Alternate mirroring of nltk_data on Zenodo
One proposal to handle nltk/nltk#1787 is to find alternative site that can handle content distribution network and resolve high frequency requests appropriately.
After some playing around, it's possible to mirror all nltk_data packages on Zenodo and uploading /update them automatically, e.g.
import requests
import xml.etree.ElementTree as ElementTree
import json
# Use the access code from Zenodo, see https://zenodo.org/account/settings/applications/tokens/new/
ACCESS_TOKEN = '...'
# Download and reads the index.xml
index_url = 'https://raw.githubusercontent.com/nltk/nltk_data/gh-pages/index.xml'
nltk_index = ElementTree.fromstring(requests.get(index_url).content).find('packages')
pathto_nltkdata_locally = '/Users/alvas/nltk_data/'
for package in nltk_index.findall('package'):
# Gets the package meta-data from index.xml
nltk_json = package.attrib
r = requests.get('https://zenodo.org/api/deposit/depositions',
params={'access_token': ACCESS_TOKEN})
# Gets a new access Zenodo ID for this package.
headers = {"Content-Type": "application/json"}
r = requests.post('https://zenodo.org/api/deposit/depositions',
params={'access_token': ACCESS_TOKEN}, json={},
headers=headers)
deposition_id = r.json()['id']
# Find path to package locally.
package_location = pathto_nltkdata_locally + nltk_json['url'][67:]
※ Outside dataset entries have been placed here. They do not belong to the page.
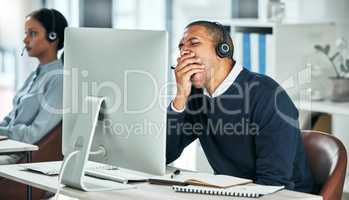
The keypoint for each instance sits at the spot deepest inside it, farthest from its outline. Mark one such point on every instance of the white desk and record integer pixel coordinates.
(12, 146)
(143, 190)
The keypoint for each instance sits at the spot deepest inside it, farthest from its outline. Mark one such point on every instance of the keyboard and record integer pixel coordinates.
(93, 169)
(53, 168)
(118, 175)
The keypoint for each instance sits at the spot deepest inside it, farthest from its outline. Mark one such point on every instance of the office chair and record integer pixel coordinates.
(50, 149)
(328, 162)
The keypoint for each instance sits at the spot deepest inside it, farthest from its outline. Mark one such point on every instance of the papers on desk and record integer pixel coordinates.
(64, 197)
(252, 191)
(199, 179)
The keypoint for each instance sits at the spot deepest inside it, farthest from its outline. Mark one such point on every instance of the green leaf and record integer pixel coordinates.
(319, 48)
(344, 68)
(327, 49)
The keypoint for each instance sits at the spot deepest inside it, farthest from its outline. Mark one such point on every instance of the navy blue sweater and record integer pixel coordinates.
(249, 131)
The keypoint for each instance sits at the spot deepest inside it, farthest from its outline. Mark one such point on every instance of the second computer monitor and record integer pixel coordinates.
(129, 69)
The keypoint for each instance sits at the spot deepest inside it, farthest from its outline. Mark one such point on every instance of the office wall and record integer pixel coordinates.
(321, 10)
(12, 16)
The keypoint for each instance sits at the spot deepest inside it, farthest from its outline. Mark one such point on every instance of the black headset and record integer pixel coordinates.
(52, 35)
(223, 49)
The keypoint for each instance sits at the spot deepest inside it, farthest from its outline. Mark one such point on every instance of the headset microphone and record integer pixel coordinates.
(23, 50)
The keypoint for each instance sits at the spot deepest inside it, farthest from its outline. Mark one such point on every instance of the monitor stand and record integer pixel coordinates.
(74, 173)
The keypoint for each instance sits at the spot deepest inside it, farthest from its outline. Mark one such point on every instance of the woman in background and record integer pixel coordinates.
(37, 106)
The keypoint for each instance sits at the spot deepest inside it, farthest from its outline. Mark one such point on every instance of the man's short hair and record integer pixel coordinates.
(215, 31)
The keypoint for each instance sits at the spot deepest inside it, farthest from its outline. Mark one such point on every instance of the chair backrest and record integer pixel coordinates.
(328, 162)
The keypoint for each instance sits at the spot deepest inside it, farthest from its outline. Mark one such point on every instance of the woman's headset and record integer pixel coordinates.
(52, 35)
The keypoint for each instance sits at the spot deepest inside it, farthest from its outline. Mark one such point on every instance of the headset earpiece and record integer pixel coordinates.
(223, 49)
(52, 35)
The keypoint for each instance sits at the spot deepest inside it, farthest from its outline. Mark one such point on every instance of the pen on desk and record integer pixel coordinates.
(176, 172)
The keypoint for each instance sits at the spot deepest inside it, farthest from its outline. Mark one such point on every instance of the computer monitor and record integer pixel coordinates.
(124, 72)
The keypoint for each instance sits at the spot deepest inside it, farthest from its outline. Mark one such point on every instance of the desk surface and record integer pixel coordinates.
(11, 146)
(324, 106)
(143, 190)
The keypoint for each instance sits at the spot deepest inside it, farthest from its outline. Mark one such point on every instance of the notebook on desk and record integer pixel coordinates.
(199, 179)
(252, 191)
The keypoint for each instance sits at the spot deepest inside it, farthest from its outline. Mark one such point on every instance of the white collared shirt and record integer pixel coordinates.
(223, 87)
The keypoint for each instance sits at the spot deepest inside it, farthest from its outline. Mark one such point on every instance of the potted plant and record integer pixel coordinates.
(340, 82)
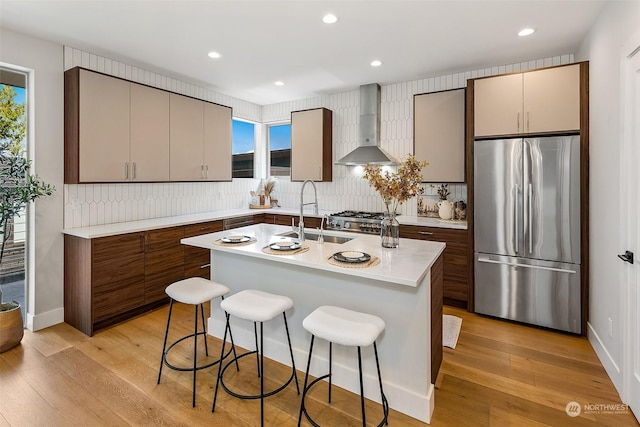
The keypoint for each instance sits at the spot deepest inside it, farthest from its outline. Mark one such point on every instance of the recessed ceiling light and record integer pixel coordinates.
(526, 32)
(329, 19)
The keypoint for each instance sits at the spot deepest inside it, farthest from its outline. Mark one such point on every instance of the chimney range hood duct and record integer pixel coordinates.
(369, 150)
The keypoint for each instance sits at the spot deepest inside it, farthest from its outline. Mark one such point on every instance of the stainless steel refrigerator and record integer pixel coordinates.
(527, 230)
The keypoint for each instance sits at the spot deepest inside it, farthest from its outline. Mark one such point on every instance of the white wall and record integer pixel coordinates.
(619, 21)
(45, 258)
(348, 190)
(99, 204)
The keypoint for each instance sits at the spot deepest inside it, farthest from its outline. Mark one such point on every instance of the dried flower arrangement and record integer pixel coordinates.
(443, 191)
(396, 188)
(269, 186)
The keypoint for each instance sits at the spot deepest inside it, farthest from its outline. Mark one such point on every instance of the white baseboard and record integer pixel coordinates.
(610, 366)
(44, 320)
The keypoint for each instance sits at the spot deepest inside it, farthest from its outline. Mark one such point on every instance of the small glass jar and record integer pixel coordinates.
(390, 231)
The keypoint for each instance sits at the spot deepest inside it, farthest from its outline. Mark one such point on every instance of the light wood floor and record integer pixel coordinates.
(500, 374)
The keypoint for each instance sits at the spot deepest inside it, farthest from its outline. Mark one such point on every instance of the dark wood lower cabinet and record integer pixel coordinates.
(456, 267)
(104, 280)
(163, 262)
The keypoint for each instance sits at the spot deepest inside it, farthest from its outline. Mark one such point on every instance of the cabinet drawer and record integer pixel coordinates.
(201, 228)
(164, 262)
(447, 235)
(456, 268)
(119, 298)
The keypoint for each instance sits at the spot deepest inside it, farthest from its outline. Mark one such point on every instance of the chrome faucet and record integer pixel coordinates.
(303, 204)
(321, 236)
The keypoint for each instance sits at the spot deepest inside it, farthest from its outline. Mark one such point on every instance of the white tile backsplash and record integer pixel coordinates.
(97, 204)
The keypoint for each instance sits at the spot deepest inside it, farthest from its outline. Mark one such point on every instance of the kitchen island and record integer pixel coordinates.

# Uploads the File to Zenodo
files = {'file': open(package_location, 'rb')}
r = requests.post('https://zenodo.org/api/deposit/depositions/%s/files' % deposition_id,
params={'access_token': ACCESS_TOKEN}, files=files)
# Add the metadata.
data = {'metadata': {
'title': nltk_json['name'],
'description': json.dumps(nltk_json),
'upload_type': 'dataset',
}
}
r = requests.put('https://zenodo.org/api/deposit/depositions/%s' % deposition_id,
params={'access_token': ACCESS_TOKEN}, data=json.dumps(data),
headers=headers)
r = requests.post('https://zenodo.org/api/deposit/depositions/%s/actions/publish' % deposition_id,
params={'access_token': ACCESS_TOKEN} )
We can add these links to the index.xml and change the code in nltk.downloader.py to look for alternative mirror when the github raw content links fails, e.g.
<package
author="Philipp Koehn, University of Edinburgh" checksum="7621d5675990b1decc012c823716ee76"
id="europarl_raw"
name="Sample European Parliament Proceedings Parallel Corpus" size="12594977"
subdir="corpora"
unzip="1" unzipped_size="41396100"
url="https://raw.githubusercontent.com/nltk/nltk_data/gh-pages/packages/corpora/europarl_raw.zip"
url2="https://zenodo.org/record/123456/files/europarl_raw.zip"
webpage="http://www.statmt.org/europarl" />
Or perhaps have an index-github.xml and index-zenodo.xml
The code snippet above needs to be cleaned up and also there's a need to track the packages already uploaded to Zenodo such that we can update them when necessary.
But is this a viable idea? Suggestions? Alternative proposals?
@alvations: sorry for the delay. This looks like a great suggestion. Why don't we incorporate it experimentally as a backup option, and then if it seems stable, switching to it as the default?